In Jim's visions, Blair's spirit animal is a grey wolf.

==Cancellation==
The Sentinel was cancelled after 3 seasons by UPN, with a last episode ending with Blair's life in the balance. An intense fan campaign convinced UPN to give the series a season of eight episodes to end the series properly.

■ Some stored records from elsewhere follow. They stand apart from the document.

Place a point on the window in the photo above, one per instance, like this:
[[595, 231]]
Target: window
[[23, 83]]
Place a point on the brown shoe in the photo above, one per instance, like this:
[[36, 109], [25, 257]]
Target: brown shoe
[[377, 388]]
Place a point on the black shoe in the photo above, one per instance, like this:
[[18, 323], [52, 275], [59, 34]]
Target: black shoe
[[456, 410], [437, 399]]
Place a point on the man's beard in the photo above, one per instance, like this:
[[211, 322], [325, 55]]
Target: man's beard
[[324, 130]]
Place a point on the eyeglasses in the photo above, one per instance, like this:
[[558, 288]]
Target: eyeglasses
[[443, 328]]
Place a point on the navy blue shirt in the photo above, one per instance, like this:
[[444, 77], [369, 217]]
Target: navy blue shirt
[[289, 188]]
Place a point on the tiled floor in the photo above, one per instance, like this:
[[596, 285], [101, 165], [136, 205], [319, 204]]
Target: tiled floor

==International broadcast==

Outside the United States, the series has been broadcast by the following stations under the following names:

| Country | Name | Translation | Station |
|---|---|---|---|
| Bolivia | El centinela | The Sentinel | Bolivision |
| Czech Republic | Ochránce | Sentinel | TV Nova |
| Estonia | Tunnimees | The Watchman | TV6 |
| Finland | Vartija | The Sentinel | Nelonen and MTV3 Scifi |
| France | The Sentinel |  | M6 |
| Germany | Der Sentinel – Im Auge des Jägers | The Sentinel – In the Eye of the Hunter | Pro 7 |
| Greece | Άγρυπνος Φρουρός | Sleepless Sentinel | Mega Channel |
| Hungary | Sentinel – Az Őrszem | The Sentinel | TV 2 |
| Israel | סנטינל | Sentinel | AXN Israel |
| Italy | Sentinel |  | Rai Due |
| Kenya | The Sentinel |  | NTV |
| Latvia | Sentinels | The Sentinel | LNT |
| Mexico | El Centinela | The Sentinel | XHGC-TDT |
| Netherlands | The Sentinel |  | Veronica |
| Norway |  |  | TV 2 |
| Philippines | The Sentinel |  | ABC 5 |
| Poland | Gliniarz z dżungli | Cop from the jungle | AXN |
| Portugal | A Sentinela | The Sentinel | SIC |
| Romania | Pericol iminent | Imminent danger | Antena 1 |
| Slovakia | Ochranca | Protector | STV, Markíza and JOJ |
| South Africa | The Sentinel |  | SABC 3 |
| Spain | Sentinel El Centinela | Sentinel The Sentinel | Antena 3 Sci Fi Channel |
| Sweden | Spejaren | The Scout | TV4, TV4 Science Fiction |
| Switzerland | The Sentinel |  | TSI1 |
| United Arab Emirates | The Sentinel |  | Showtime Arabia |
| Turkey | The Sentinel |  | aTV |
| United Kingdom | The Sentinel |  | Sci Fi Channel and Zone Thriller |
| Venezuela | El Centinela | The Sentinel | Radio Caracas Televisión |

==Home media==
In April 2006, CBS DVD (distributed by Paramount) released "The Complete First Season" of The Sentinel on DVD in Region 1. As of 2015, this release has been discontinued and is out of print.

Visual Entertainment released The Sentinel – The Complete Series in Region 1 on DVD in September 2015.